Days passed by faster, the 31st of December was here and it seemed like the night we had all come for, you know. It was the night I tasted my first alcohol, and almost my last. We threw a family party. Nothing serious at first-just the younger set of children dancing-till my uncles and aunties decided to remind each other of who the best dancer was after all. It started when my uncle Blaise teased my aunt Beth about a dance competition they had when they were equally as young.
“It was a draw then, but I’ll show you how I showed them in America” my aunt Beth said as she made for the room and changed into the tinniest shorts I had ever seen her on. Her husband was all out for her; playfully warning my uncle to back out before he got taught a lesson.
All this while, I never really paid any attention. I was at the car park with Edbert-the apple of my eyes. His American accent was thrilling and he still is the cutest and smartest 2year old I’ve ever know.
“Cuzzo, I want to go to the stars with you” he said, pointing to the sky, his tiny finger trying its best to point exactly at the star.
“ Me too”, I replied almost fainting at the thought that I’d soon have to leave for Port Harcourt and him for America and we would never make it to the stars anyway.
He always wanted me to feed him and his pecks were unending.
I managed to convince him to join the party when I met the drama and what is now the best night we all spent together. My aunt Beth was out with her shorts and my almost tipsy uncle was in his khaki knickers.
“I will teach my younger sister how it’s done” Uncle Blaise said, literally beating his chest, leaving us all in unending laughter”

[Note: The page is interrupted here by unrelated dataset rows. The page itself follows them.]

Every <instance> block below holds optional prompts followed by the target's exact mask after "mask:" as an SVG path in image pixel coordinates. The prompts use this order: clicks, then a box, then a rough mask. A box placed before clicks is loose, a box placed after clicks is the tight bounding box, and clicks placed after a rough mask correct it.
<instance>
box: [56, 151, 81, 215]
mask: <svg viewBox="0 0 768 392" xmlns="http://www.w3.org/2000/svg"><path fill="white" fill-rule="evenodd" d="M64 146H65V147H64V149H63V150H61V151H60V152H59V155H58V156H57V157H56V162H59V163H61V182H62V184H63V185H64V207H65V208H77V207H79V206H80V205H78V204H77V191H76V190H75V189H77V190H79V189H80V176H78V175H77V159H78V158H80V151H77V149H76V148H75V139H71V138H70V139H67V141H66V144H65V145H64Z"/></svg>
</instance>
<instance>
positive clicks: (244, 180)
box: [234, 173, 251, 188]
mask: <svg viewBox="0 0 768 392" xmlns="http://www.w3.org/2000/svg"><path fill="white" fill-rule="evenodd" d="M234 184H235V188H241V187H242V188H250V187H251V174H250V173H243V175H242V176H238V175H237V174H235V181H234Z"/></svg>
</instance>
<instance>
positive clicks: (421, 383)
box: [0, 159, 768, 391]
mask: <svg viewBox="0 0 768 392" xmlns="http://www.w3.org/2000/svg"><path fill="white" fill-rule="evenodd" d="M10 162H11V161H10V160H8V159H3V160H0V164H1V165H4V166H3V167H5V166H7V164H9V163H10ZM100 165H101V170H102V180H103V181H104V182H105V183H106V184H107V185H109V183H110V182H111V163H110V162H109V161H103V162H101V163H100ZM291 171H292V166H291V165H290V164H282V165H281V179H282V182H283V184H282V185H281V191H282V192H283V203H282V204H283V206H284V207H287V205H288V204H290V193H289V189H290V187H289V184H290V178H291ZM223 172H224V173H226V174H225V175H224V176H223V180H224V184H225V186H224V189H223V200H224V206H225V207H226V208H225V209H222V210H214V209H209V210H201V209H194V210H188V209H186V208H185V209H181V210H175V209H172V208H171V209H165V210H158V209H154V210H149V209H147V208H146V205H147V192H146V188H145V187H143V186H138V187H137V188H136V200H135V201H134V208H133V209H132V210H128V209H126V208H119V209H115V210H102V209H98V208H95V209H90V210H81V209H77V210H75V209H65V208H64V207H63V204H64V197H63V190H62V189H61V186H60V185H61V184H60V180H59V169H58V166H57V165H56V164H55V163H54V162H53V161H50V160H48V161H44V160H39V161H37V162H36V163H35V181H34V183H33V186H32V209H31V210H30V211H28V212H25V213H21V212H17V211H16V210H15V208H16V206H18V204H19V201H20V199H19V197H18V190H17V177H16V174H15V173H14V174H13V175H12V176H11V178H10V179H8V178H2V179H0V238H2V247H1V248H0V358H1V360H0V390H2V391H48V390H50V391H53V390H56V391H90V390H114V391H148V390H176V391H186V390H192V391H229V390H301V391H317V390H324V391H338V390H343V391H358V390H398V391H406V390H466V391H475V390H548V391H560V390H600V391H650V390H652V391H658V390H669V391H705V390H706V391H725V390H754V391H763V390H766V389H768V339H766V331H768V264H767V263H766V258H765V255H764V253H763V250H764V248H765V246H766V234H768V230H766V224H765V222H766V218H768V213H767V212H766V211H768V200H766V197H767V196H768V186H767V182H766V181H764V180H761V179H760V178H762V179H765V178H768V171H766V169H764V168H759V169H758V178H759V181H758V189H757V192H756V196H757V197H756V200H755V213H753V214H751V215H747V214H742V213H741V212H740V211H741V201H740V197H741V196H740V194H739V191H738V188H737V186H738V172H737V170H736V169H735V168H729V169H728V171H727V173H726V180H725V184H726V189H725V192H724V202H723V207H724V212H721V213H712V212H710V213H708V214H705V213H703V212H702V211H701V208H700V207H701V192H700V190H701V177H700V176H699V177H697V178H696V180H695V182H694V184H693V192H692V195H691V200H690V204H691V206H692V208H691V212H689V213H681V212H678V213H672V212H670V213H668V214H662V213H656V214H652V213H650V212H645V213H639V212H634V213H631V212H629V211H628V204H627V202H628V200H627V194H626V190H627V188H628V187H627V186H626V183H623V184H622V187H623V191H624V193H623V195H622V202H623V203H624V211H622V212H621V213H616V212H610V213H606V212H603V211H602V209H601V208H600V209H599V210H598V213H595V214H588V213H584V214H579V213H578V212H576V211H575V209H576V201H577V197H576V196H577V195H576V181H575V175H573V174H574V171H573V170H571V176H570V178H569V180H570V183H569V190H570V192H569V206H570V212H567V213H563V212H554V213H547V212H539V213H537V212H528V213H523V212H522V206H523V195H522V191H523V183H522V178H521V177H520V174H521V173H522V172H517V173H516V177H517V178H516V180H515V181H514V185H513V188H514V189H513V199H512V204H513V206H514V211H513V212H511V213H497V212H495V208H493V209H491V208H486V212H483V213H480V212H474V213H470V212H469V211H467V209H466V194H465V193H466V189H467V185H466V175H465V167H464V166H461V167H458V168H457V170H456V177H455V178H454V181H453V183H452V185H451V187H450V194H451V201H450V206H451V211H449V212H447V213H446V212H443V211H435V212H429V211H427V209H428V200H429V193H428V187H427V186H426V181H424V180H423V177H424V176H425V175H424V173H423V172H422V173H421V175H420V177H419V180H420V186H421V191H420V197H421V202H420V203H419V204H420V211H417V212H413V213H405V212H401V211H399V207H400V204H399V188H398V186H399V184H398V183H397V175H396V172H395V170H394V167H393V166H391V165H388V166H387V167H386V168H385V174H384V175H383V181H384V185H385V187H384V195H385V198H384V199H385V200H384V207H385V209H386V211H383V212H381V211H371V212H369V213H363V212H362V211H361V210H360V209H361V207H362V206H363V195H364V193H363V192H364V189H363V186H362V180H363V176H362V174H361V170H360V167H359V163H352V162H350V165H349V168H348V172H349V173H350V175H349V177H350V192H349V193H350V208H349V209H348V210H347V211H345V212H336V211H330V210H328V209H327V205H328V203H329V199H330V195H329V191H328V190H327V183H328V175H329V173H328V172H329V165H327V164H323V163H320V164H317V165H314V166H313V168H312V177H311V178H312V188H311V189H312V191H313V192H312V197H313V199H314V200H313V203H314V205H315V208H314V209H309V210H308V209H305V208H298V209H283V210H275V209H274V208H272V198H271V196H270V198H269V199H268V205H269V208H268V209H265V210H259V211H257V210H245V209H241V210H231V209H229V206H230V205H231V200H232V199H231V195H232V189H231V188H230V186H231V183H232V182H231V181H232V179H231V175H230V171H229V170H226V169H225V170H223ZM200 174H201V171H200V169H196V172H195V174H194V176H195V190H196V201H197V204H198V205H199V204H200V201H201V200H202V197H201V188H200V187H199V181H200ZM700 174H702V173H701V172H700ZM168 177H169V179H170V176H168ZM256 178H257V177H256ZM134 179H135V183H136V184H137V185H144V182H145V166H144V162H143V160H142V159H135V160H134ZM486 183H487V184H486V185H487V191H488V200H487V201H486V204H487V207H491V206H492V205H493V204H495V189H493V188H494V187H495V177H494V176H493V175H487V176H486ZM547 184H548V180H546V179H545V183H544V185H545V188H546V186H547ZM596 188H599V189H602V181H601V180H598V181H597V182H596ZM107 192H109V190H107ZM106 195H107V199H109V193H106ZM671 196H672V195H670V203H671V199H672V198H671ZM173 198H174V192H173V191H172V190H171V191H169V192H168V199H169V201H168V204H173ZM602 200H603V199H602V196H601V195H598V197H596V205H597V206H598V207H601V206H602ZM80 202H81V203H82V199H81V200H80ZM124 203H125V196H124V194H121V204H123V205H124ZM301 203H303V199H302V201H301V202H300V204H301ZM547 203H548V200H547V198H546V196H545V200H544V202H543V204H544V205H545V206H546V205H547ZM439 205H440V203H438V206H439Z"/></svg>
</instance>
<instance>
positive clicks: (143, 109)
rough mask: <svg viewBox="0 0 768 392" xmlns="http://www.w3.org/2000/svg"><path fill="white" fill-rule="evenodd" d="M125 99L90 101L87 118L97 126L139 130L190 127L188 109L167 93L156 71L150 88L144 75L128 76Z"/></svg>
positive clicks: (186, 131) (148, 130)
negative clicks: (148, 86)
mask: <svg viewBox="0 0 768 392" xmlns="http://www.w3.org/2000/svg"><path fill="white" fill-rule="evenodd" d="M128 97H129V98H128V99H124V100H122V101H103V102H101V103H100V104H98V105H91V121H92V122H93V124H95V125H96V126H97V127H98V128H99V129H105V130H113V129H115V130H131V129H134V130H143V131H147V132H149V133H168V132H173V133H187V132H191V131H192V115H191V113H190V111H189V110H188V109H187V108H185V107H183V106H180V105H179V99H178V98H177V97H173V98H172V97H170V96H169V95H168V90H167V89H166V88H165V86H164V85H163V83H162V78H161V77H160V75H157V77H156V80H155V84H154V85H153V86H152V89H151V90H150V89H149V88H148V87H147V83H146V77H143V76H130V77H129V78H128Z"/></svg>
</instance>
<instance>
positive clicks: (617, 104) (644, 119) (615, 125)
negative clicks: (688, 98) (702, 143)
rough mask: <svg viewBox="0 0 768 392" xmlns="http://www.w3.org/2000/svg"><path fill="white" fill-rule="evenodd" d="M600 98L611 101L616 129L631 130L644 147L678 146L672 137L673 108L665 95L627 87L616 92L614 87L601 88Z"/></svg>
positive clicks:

“Action speaks louder” Aunt Beth’s husband warned.
“Who do you vote for” they asked as the music came on, and before we could reply; they were down on the floor, ‘digging it’.
A battle of two attracted another two who equally felt like childhood dance hall rivals. And before I knew what was going on, everyone was on the dance floor, ‘digging it’.
Edbert was fast asleep and I so I too made for the dance floor, leaving behind the unnecessary shyness.
Everyone was soon chanting my name, and to welcome me to the swagger, my uncle poured a glass of wine for me and urged me to drink-they all urged me to drink.
“Welcome to the big girls’ club baby, drink up!”
The wine went down my throat and so did my sanity. I danced, and danced, and lit fireworks, and ran all over the place, and puked, and danced. We all left for our rooms a little tipsy, maybe very tipsy. But what happens in Rome stays in Rome.
The next morning, we wore our civilized smiles. Grandma and Grandpa had no idea what even the most responsible adults had been up to the previous night. We were all knelt in the sitting room like the most responsible set of humans, holding hands and thanking God for a new dawn. And after long hours of praying, singing and praising, grandma went from room to room, in search of the ‘siphoners’ of her soft drink, no footwear and no sign of the empty cans in the room of apportioning, merriment and justice.
Daphne Duruoha is an emerging writer. She is based in Port Harcourt, Rivers State, Nigeria.